CNS: meer dan vijftig soorten

De CNS-groep, tegenwoordig ook de ‘niet-aureus stafylokokken’ genoemd, omvat meer dan vijftig soorten bacteriën met sterk wisselende kenmerken. Voor uiergezondheid zijn er slechts enkele belangrijke hoofdrolspelers. Deze bacteriën worden voornamelijk gevonden op de tepelhuid en in het tepelkanaal en kunnen zowel klinische als subklinische mastitis veroorzaken. Meestal veroorzaken ze een milde klinische mastitis met een beperkte stijging van het celgetal. CNS kunnen binnen de koppel van koe naar koe worden overgedragen, maar ook vanuit de omgeving komen.

Terwijl over Staphylococcus aureus (de grote zus van de CNS- groep) al veel bekend is, wordt er pas de laatste jaren veel onderzoek gedaan naar de verschillende soorten CNS. Met de slimmere en specifieke technieken die de afgelopen jaren in gespecialiseerde laboratoria beschikbaar zijn gekomen is het nu mogelijk om de ondersoorten van CNS te onderscheiden.

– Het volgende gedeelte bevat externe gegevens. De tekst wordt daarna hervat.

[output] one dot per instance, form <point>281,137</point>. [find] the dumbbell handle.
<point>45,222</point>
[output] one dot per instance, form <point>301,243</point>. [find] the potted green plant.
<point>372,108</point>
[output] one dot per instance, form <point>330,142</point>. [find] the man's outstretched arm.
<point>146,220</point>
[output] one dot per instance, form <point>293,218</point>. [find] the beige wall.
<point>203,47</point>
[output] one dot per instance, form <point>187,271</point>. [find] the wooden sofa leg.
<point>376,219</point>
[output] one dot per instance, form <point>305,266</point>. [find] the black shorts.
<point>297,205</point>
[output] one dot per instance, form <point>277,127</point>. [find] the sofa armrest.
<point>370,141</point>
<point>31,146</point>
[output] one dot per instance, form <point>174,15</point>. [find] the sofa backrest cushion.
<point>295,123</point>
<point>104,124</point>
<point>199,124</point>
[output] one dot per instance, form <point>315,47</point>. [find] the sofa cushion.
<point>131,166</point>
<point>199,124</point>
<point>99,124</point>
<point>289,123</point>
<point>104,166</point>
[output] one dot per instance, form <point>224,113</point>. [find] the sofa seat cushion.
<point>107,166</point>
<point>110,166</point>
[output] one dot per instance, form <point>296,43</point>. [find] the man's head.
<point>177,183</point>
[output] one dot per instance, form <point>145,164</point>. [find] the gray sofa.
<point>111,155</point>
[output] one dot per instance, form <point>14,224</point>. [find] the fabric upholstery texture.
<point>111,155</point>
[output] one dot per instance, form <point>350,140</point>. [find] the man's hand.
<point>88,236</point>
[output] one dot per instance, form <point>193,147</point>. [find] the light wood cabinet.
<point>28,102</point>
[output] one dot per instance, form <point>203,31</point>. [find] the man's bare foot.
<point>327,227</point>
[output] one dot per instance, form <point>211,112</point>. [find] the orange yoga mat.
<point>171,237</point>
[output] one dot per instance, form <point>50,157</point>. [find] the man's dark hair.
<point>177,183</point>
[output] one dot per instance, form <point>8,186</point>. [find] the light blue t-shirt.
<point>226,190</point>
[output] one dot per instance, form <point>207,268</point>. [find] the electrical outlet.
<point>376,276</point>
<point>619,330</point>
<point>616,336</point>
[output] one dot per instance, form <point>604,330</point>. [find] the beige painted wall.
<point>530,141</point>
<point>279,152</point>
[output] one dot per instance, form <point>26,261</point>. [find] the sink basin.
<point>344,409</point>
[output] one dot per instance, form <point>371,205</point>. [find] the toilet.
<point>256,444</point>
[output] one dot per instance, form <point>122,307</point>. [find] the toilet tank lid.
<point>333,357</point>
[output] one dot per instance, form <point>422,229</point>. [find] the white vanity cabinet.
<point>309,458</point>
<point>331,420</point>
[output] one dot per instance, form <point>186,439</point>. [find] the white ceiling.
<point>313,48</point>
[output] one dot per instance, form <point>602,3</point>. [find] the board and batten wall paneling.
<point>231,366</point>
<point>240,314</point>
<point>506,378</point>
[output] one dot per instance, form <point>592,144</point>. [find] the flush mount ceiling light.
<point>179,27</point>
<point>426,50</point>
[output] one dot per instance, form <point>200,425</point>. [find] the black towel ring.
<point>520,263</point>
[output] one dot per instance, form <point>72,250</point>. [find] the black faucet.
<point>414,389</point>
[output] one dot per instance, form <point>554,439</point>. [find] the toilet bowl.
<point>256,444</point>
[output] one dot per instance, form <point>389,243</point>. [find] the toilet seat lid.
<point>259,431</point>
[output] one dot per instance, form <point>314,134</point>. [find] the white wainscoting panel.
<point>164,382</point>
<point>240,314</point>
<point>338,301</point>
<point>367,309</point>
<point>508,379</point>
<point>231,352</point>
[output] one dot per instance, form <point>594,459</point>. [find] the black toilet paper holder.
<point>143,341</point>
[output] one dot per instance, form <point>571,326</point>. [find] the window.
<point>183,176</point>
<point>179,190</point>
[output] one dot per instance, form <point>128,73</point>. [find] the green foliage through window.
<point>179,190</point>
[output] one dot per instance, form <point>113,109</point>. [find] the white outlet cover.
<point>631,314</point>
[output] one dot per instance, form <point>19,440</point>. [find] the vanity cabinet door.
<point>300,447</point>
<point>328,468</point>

Er is gebleken dat er grote verschillen bestaan tussen het gedrag en het ziekmakend vermogen van de CNS-soorten onderling.

Oftewel, de ene CNS is de andere niet.

In relatie tot uiergezondheid zijn zes CNS-soorten het belangrijkst:

  • S. chromogenes (SCH) en S. epidermidis (SEP), beiden koegebonden;
  • S. equorum (SER) en S. sciuri (SCS), beiden omgevingsgebonden;
  • S. simulans (SSI) en S. haemolyticus (SHL), beiden zowel koe- als omgevingsgebonden.

SCH en SSI worden vaak in verband gebracht met een chronisch hoog celgetal.

Preventie, herstel en behandeling

Na het afkalven blijken vaarzen met een verhoogd celgetal vaak besmet met CNS. Om de infectiedruk van besmette koeien te beheersen is het nodig om te weten welke dieren besmet zijn of een (sub)klinische of chronische uierontsteking hebben. Dit zijn immers de dieren die andere koeien met (vooral koegebonden) mastitisverwekkers besmetten. Voor de juiste behandeling, het vooruitzicht op succesvol herstel en het opstellen van een bedrijfsbehandelplan is het van belang dat (de gevoeligheid van) de mastitisverwekkers wordt bepaald.

Onderzoek en gevoeligheidsbepaling

GD kan met onderzoek binnen de CNS-groep onderscheid maken tussen omgevingsgebonden en koegebonden verwekkers, waardoor u als melkveehouder de juiste maatregelen kunt treffen en mastitis gerichter kunt bestrijden.

Met het pakket BO melk kunt u kwartiermonsters nemen van de individuele koeien. Aangezien CNS op de tepelhuid en in het tepelkanaal zitten, kunnen ze ook uit gezonde kwartieren worden geïsoleerd. Met de uitkomsten van het kwartieronderzoek kunt u in overleg met uw eigen dierenarts infecties effectief aanpakken.

Behalve melk laten onderzoeken op CNS-bacteriën, is ook een gevoeligheidsbepaling van belang omdat bij CNS, net zoals bij S. aureus, sommige antibiotica regelmatig onwerkzaam zijn. De verschillende CNS-soorten laten onderling sterk wisselende gevoeligheidspatronen zien.